A box is suspended by a steel wire via a frictionless pulley

The wire has a mass per length of µ = 24.5 × 10 − 3 kg/m.
The box is so heavy and the wire so thin that the mass of the wire does not influence the wire tension.
The horizontal part of the wire has a length l = 1 m and it is observed that the lowest frequency for standing waves on this part is f1 = 29.6 Hz.

What is the mass M of the box?

Did you get an answer for this one? Could need one too.

To find the mass of the box, we can start by analyzing the properties of the wire.

The wave equation for a wire under tension is given by:

v = √(T / µ)

where v is the wave velocity, T is the tension in the wire, and µ is the mass per length of the wire.

In this case, we are given the lowest frequency for standing waves on the horizontal part of the wire. The frequency of a standing wave is related to the wave velocity and the length of the wire by the equation:

f = v / λ

where f is the frequency and λ is the wavelength.

Since we know the frequency (f1 = 29.6 Hz) and the length (l = 1 m) of the wire, we can rearrange the equation to solve for the wave velocity:

v = f1 * λ

Now, we need to determine the wavelength of the standing wave on the wire. In this case, the wire has a horizontal part, and we are looking for the fundamental frequency (lowest frequency) standing wave. The fundamental frequency for a standing wave on a wire with both ends fixed is given by:

f1 = (v / 2l)

Rearranging the equation, we can solve for the wavelength:

λ = 2l / f1

Now, substitute the values of l and f1 into the equation to find the wavelength.

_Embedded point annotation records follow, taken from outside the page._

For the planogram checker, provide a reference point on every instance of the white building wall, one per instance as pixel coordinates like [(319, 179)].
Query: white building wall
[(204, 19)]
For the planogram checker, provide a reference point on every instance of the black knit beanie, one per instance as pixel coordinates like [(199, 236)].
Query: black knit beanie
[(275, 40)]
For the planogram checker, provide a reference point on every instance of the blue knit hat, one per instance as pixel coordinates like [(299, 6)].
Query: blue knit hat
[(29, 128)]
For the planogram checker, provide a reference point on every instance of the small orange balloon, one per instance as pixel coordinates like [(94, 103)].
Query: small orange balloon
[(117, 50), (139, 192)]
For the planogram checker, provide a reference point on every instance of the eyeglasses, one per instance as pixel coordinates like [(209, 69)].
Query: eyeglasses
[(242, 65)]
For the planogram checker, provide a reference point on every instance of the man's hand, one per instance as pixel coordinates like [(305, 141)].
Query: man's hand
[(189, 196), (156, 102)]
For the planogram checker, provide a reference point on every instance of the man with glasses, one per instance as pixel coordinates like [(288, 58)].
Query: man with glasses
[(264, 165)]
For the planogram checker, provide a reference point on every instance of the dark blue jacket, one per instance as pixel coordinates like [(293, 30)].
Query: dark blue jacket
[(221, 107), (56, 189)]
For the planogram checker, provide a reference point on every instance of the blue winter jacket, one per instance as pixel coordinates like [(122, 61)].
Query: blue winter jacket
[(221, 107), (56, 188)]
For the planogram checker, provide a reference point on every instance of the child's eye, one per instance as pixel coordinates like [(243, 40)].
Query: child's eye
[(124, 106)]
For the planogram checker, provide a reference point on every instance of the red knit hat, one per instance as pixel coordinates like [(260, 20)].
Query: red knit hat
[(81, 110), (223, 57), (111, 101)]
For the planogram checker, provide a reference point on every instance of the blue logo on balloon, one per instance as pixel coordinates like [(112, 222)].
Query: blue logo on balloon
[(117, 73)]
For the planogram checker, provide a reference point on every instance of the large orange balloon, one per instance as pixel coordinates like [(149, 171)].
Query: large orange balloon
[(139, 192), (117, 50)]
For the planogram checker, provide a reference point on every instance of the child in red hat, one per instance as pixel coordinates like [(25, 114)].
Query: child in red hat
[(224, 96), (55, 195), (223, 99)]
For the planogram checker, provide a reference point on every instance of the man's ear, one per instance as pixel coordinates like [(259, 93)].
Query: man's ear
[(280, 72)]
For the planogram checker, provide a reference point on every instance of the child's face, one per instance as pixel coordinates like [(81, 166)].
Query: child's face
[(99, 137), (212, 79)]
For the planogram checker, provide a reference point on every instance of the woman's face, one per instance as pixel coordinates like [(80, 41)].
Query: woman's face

Once we have the wavelength, we can substitute it back in the equation v = f1 * λ to find the wave velocity.

Next, we need to calculate the tension in the wire. The tension in the wire is determined by the weight of the box and the force required to support it. In this case, the box is suspended by the wire, so the tension in the wire is equal to the weight of the box:

T = Mg

where T is the tension, M is the mass of the box, and g is the acceleration due to gravity.

Finally, substitute M and g into the equation to solve for the mass M of the box.

Let's go through the calculations step by step:

1. Calculate the wavelength (λ) of the standing wave on the wire:
λ = 2l / f1

2. Calculate the wave velocity (v) of the wire:
v = f1 * λ

3. Calculate the tension (T) in the wire:
T = µ * l * g

4. Solve for the mass (M) of the box:
M = T / g

Substitute the values of µ, l, g, and the calculated values of λ and v into the equations to find the mass M of the box.